Behavioral Machine Learning
Learning systems have become ever more pervasive in our lives. By controlling the flow of information, they play an increasingly significant role in shaping decisions made by us, about us, and for us. But systems are still developed under paradigms in which human actors are abstracted away, limiting their effectiveness.
In this talk I will argue for the need to infuse into machine learning the tangible presence of humans, and present two projects addressing this need. In the first project, I consider data generated by people, specifically human choice behavior, and present a theoretically sound predictive learning framework that is capable of capturing realistic, context-dependent choice patterns. The framework can be efficiently trained end-to-end and achieves state-of-the-art performance on three large choice datasets.
In the second project, I present a learning framework for supporting human decision-makers. Using a novel human-in-the-loop training procedure, we are able to learn human-aligned representations of inputs optimized directly for human performance. We demonstrate how our method promotes good human decisions on several tasks and with various representations, including a large-scale mTurk experiment, while maintaining an inherent sense of interpretability.
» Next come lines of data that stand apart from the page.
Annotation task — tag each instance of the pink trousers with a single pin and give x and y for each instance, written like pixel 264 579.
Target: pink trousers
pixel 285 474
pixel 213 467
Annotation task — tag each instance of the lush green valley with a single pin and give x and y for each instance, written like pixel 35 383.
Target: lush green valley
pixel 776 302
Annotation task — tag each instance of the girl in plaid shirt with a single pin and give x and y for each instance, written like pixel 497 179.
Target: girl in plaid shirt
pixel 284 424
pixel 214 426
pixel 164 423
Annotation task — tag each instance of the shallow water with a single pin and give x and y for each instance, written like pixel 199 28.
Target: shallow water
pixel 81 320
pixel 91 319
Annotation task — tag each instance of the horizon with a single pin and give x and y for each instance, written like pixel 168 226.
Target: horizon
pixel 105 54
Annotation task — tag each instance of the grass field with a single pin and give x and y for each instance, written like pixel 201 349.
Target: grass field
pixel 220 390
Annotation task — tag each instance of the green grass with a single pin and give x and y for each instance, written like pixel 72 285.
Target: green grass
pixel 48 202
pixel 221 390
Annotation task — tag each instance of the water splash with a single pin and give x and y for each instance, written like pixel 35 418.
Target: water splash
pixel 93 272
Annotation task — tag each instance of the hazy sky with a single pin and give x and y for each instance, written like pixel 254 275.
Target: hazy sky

Nir Rosenfeld is a Postdoctoral Fellow at Harvard's School of Engineering and Applied Sciences (SEAS), where he is part of the EconCS group, and is a fellow of the Center for Research on Computation and Society (CRCS) and of the Harvard Data Science Initiative (HDSI). Prior to this, he worked at Microsoft Research in Israel. He received his M.Sc. and Ph.D. in Computer Science from the Hebrew University in Jerusalem, and holds a B.Sc. in both Computer Science and Psychology, also from the Hebrew University.